O pretexto para a meia-volta é a mudança de prioridades do governo, que agora tem mais pressa em aprovar as medidas do seu pacote fiscal do que as providências do embrulho anticorrupção. Seja como for, será preciso explicar a lógica da decisão à plateia. Prometido desde a campanha, o pacote ético de Dilma foi enviado à Câmara quatro dias depois das manifestações de 15 de março, que levaram às ruas de todo pais perto de 2 milhões de pessoas. O asfalto voltou para casa, mas a corrupção continua nas manchetes. Combatê-la nunca foi tão urgente.
Os projetos que recebem o selo da “urgência constitucional” precisam ser votados em até 45 dias. Do contrário, passam a trancar a pauta de votações da Câmara. Excetuando-se as medidas provisórias, nada pode ser votado antes das matérias que carregam o selo da urgência. No caso dos dois projetos que Dilma tachou de urgentes, a votação deveria ter ocorrido até 4 de maio.

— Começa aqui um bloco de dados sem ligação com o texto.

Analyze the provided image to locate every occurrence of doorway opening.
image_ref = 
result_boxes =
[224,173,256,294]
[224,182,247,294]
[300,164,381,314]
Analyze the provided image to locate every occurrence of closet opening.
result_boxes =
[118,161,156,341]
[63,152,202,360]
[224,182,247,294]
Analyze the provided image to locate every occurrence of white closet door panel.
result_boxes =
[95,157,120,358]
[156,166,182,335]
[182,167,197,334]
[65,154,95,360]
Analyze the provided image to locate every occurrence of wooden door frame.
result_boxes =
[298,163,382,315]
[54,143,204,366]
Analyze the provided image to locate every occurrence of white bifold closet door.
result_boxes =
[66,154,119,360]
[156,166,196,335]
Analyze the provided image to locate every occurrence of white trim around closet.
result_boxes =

Nesta quinta-feira, a Câmara concluiu a votação da primeira medida provisória do pacote fiscal de Dilma. A pauta da próxima semana está apinhada. Além da segunda MP do ajuste fiscal, há outras duas. Na sequência, viriam os dois projetos anticorrupção. Depois deles, uma proposta que o Planalto gostaria de votar o quanto antes.
(Josias de Sousa)

Do Blog: Esse é o PT das mentiras e enganações. Há três dias em seu programa político garantiu que não mexeria nos direitos dos trabalhadores. Dois dias depois aprovou o seu pacote de maldades (chamado de ajustes fiscais). E agora essa.